Dark Pools Under Scrutiny from Securities Regulators

The U.K. Financial Conduct Authority (FCA) is going to shine the light on dark pools, according to the USA Today. The FCA will begin investigating dark pool conflicts of interest as one of its priorities over the next year, according to an announcement of its 2015-2016 priorities. This story was also covered by Bloomberg.

Dark pools seem to increasingly be the target of examinations by securities regulators and are ripe for whistleblower tips. Last summer, SEC Chair Mary Jo White expressed concern about the lack of transparency in dark pools in a speech. At that time, White said the SEC would work with the Financial Industry Regulatory Authority (FINRA) to expand disclosures by dark pools and consider requiring brokers to disclose routing decisions of large orders for institutional clients.

The SEC has also issued several fines against dark pool operators over the last year. Last summer, the SEC fined Liquidnet $2 million for allowing a separate business unit to improperly use the confidential information from its products for marketing purposes. In January, they also fined UBS $14.5 million for accepting trade orders at its dark pool in increments under a penny.
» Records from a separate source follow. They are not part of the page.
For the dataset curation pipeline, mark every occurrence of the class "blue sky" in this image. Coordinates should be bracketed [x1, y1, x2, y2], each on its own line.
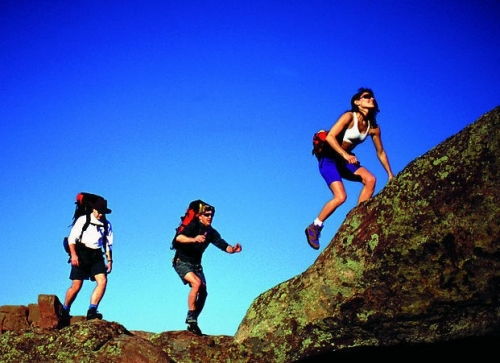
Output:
[1, 0, 498, 336]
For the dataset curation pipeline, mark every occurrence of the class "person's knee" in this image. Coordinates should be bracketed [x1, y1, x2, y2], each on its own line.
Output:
[95, 275, 107, 288]
[364, 174, 376, 188]
[334, 192, 347, 204]
[190, 278, 202, 291]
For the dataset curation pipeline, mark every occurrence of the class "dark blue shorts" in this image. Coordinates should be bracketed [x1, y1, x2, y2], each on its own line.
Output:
[173, 259, 206, 286]
[318, 156, 362, 186]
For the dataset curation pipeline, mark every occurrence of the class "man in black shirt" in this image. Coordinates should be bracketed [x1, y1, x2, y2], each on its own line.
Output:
[172, 201, 242, 335]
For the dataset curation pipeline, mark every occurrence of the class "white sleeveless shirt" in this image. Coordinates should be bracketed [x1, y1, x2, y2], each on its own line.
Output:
[343, 112, 370, 145]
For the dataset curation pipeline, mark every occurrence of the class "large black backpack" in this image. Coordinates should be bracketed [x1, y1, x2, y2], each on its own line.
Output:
[63, 192, 109, 257]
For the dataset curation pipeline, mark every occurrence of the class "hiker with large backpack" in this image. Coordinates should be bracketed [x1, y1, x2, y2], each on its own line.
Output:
[305, 88, 394, 249]
[171, 200, 242, 335]
[62, 193, 114, 322]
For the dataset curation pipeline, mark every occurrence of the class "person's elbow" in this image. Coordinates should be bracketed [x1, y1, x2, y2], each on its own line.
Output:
[326, 134, 338, 144]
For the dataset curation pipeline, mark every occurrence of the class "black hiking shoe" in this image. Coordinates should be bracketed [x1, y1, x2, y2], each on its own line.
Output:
[60, 309, 71, 327]
[187, 322, 203, 336]
[86, 307, 103, 320]
[185, 310, 198, 325]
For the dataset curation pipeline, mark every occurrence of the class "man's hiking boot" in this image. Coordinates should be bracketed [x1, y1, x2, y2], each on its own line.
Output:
[185, 312, 203, 336]
[86, 307, 103, 320]
[60, 309, 71, 327]
[187, 322, 203, 336]
[185, 311, 198, 324]
[305, 223, 322, 250]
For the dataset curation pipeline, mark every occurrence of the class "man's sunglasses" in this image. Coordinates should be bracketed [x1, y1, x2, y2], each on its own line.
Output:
[202, 213, 213, 217]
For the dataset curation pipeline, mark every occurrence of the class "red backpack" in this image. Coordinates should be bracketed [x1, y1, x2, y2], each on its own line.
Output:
[174, 200, 215, 235]
[312, 130, 329, 158]
[171, 200, 215, 250]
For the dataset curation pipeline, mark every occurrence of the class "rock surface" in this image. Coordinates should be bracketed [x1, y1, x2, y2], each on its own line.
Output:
[37, 294, 63, 330]
[0, 320, 166, 362]
[0, 305, 29, 333]
[234, 107, 500, 361]
[0, 294, 68, 333]
[1, 107, 499, 362]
New York State has launched its own investigation into the operations of dark pools run by at least a half dozen investment banks. Goldman Sachs, Morgan Stanley, Credit Suisse, Deutsche Bank and UBS are some of the names that were mentioned in a Wall Street Journal article last year.

New York Attorney General Eric Schneiderman also filed a lawsuit against Barclays for misleading investors and violating the Martin Act last year. The lawsuit claims that Barclays made various material misrepresentations to its customers regarding order flow and the operation of its dark pool. It survived a motion to dismiss in February of this year.

With at least three government agencies around the world looking at practices in this industry, it could be safe to say that it is right up there with high frequency trading as a potential source of future enforcement actions by regulators.

For those that aren’t familiar with them, a dark pool is an off-exchange forum for anonymous transactions in securities. They have been used across various securities, including stocks, the foreign exchange market and fixed income bonds. Dark pools started in the late 1980s in order to provide a place to transact larger orders in securities without the pricing impact of posting on a public exchange. Activity in these forums was still a small percentage of trades as late as 2005, when they accounted for less than 5 percent of total trading. However, estimates put the number as high as 12 percent in 2012. Subsequently, there has been more and more interest in executing trades off the public exchanges. In 2014, approximately 40 percent of US stock trades did not happen on a public exchange.